Coca-Cola Co (KO.N) reported a better-than-expected profit, helped by higher demand for its healthier non-carbonated beverages as well as low and no-sugar versions of its sodas, in the company's first quarter under new Chief Executive James Quincey.

Coca-Cola, like rival PepsiCo Inc (PEP.N), has been building its non-carbonated drinks portfolio and stepping up efforts to reduce sugar in its beverages to cope with falling demand for sugary drinks.

"Organic revenue growth in sparkling soft drinks was led by innovation in and marketing support for our low- and no-sugar options like Coca-Cola Zero Sugar," Quincey said in a statement.
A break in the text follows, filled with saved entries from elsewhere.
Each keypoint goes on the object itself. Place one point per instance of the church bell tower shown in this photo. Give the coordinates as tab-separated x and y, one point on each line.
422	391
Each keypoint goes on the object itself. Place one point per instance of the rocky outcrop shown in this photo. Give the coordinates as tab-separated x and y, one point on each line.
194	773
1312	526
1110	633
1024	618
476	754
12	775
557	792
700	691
Global volume sales of low and no-calorie soda drinks rose in the mid-single digits in the second quarter ended June 30, the company said.
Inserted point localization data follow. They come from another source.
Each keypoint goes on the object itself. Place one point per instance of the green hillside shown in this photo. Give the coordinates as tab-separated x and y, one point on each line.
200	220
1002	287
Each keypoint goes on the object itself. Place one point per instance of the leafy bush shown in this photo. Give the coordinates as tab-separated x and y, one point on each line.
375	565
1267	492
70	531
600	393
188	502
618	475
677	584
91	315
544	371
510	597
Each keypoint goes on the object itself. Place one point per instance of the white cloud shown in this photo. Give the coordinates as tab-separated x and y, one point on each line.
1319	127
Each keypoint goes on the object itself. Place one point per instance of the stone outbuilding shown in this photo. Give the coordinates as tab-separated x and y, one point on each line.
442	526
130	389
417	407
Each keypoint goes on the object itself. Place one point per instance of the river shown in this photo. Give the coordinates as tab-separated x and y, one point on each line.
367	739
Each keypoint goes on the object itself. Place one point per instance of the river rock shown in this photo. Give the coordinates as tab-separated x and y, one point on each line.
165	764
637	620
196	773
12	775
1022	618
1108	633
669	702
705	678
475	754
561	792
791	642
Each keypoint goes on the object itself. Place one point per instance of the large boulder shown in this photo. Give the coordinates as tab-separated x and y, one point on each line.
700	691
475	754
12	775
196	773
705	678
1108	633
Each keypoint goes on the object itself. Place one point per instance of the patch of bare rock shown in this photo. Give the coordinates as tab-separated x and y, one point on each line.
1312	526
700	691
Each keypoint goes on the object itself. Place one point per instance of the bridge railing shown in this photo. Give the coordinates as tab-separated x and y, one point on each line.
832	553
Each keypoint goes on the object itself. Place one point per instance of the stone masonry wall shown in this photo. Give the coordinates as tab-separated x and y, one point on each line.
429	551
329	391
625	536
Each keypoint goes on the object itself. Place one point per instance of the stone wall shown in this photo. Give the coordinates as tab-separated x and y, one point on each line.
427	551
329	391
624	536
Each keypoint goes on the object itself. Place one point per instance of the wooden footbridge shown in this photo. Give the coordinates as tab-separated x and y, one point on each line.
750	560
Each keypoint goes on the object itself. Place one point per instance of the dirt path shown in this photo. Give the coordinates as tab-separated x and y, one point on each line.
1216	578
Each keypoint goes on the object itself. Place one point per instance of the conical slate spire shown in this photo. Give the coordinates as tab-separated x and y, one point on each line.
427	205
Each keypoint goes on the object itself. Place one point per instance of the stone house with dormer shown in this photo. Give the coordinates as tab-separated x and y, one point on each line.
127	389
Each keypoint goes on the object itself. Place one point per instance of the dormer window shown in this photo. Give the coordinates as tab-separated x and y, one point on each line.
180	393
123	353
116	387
The world's largest beverages maker said it plans to introduce Coke Zero Sugar in the United States in August.

Coca-Cola said it also saw strong demand for its non-aerated drinks such as innocent juice and smoothies in Europe.

Net income attributable to the company's shareholders fell to $1.37 billion, or 32 cents per share, in the second quarter ended June 30, from $3.45 billion, or 79 cents per share, a year earlier.

The company incurred a charge of $653 million related to refranchising its North America bottling operations.

Excluding items, Coca-Cola earned 59 cents per share, beating the average analysts' estimate of 57 cents, according to Thomson Reuters I/B/E/S.

Revenue fell 16 percent to $9.70 billion, hurt by the refranchising of bottling territories and a strong dollar.

However, revenue beat the average analysts' estimate of $9.65 billion.